O prejuízo do setor empresarial do Estado, excluindo o setor da saúde, agravou-se 14% no primeiro trimestre do ano, passando de 188,8 para 215,2 milhões de euros.

De acordo com o Boletim Informativo sobre o Setor Empresarial do Estado (SEE) divulgado pela Direção-Geral do Tesouro e Finanças, os resultados foram pressionados pela redução dos rendimentos operacionais (em menos 12,5%) e um aumento dos gastos operacionais, (mais 0,4%).

«A reposição dos subsídios em 2013 pressionou os gastos com o pessoal nas empresas públicas, absorvendo os ganhos de eficiência obtidos», refere-se no relatório, citado pela Lusa.

O SEE, excluindo o setor da saúde, observou ainda entre janeiro e março uma quebra do EBITDA (lucro antes de impostos, depreciações e amortizações) de 24,6% face igual período do ano passado.

O endividamento aumentou 1,3% ascendendo aos 32,37 mil milhões de euros.

Os resultados líquidos foram pressionados nomeadamente pelo desempenho negativo da Parpública, que «passaram de uma situação de resultado líquido quase nulo, no final do primeiro trimestre de 2012, para um total de -60,4 milhões de euros no primeiro trimestre deste ano».

O setor das Infraestruturas verificou uma inversão dos seus resultados, passando de um valor de 20,9 milhões de euros, no período homólogo, para -19,9 milhões de euros, consequência dos resultados da Estradas de Portugal, que diminuíram 37,2 milhões de euros (-115,3%), atingindo em 2013 um total de -4,9 milhões de euros.

O setor dos Transportes, por sua vez, registou a maior recuperação, em termos absolutos, do resultado líquido, com o contributo positivo do Metro do Porto, que melhorou 63,1% para -37 milhões de euros, da CP, que melhorou 16,7% para -59,8 milhões de euros e da STCP, que subiu 79,1% para -2,6 milhões de euros.

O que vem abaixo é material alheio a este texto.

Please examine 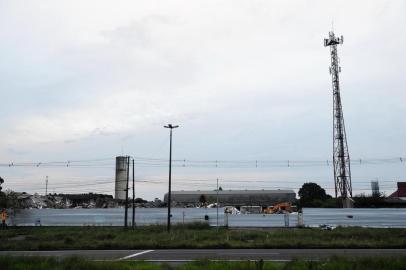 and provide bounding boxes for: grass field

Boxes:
[0,224,406,250]
[0,256,406,270]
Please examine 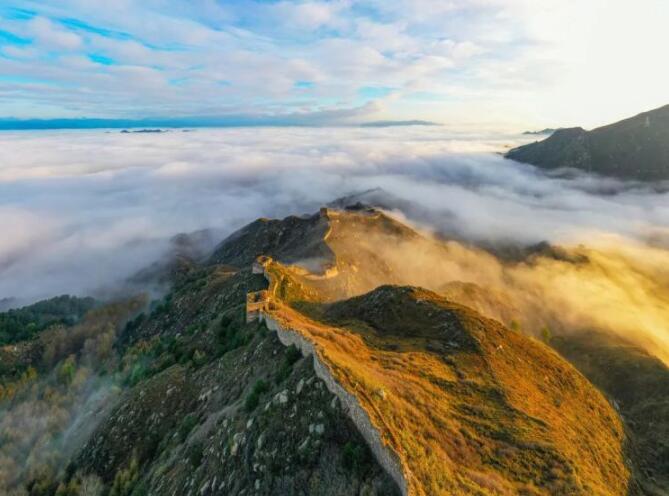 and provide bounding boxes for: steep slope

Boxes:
[506,105,669,181]
[0,265,398,496]
[248,211,636,495]
[552,332,669,495]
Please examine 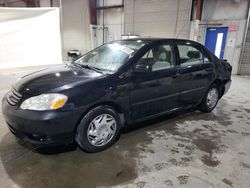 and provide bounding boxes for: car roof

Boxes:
[118,38,196,43]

A Metro de Lisboa, por sua vez, registou uma redução do resultado líquido em 12,4 milhões de euros (-113,8%) para -1,5 milhões de euros.

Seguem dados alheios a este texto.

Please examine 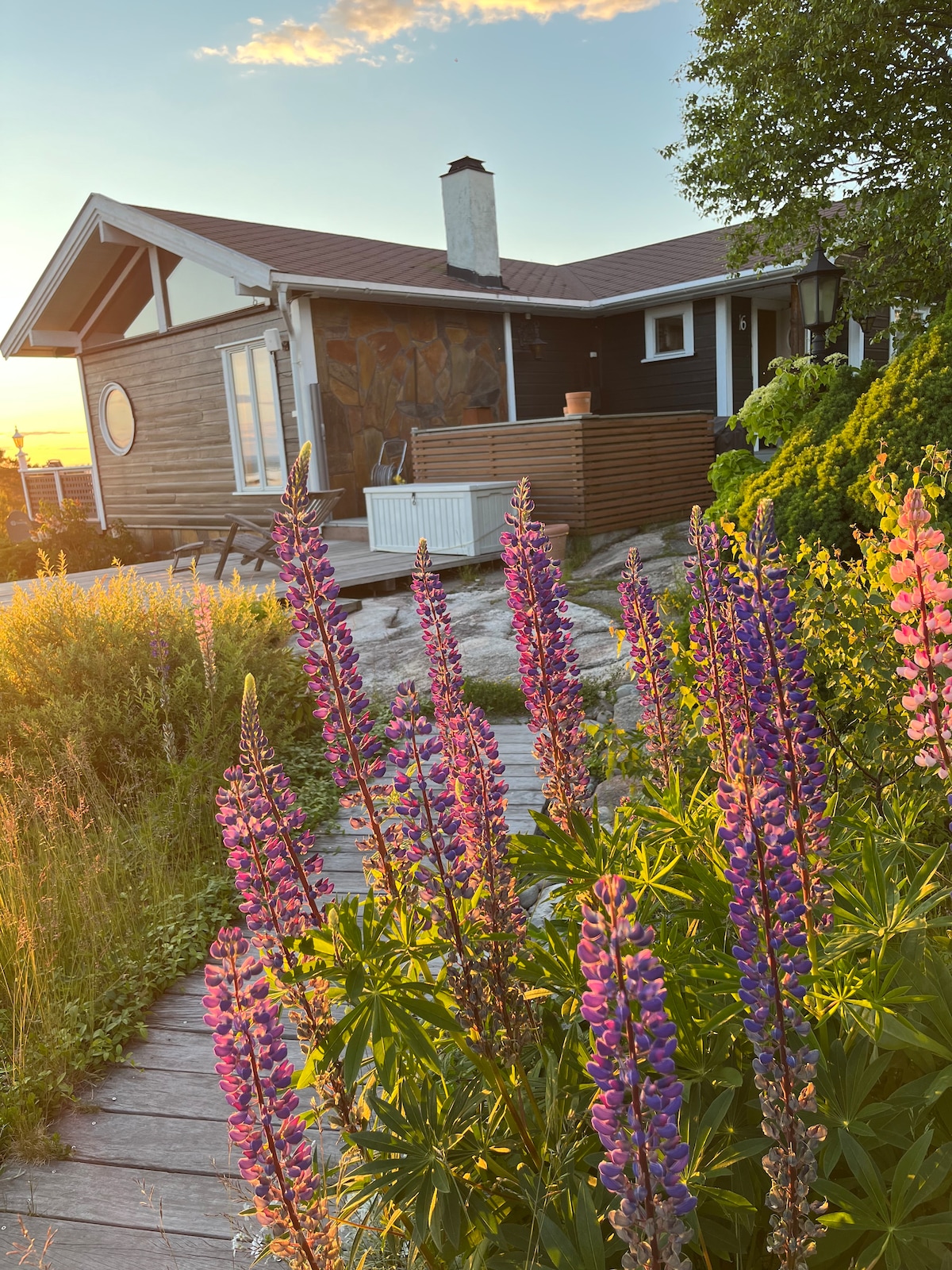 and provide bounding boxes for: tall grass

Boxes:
[0,573,330,1158]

O setor da Saúde verificou um aumento do seu resultado líquido em 19 milhões de euros (+10,9%) para um total de -155,5 milhões de euros, «sendo no entanto de salientar novamente o impacto do Centro Hospitalar de São João, que não contabilizou grande parte das receitas».

Excluindo a influência desta entidade nos dois anos «verifica-se um agravamento dos resultados em 46,1 milhões de euros (-48,6%) para um total de -141,1 milhões de euros», refere.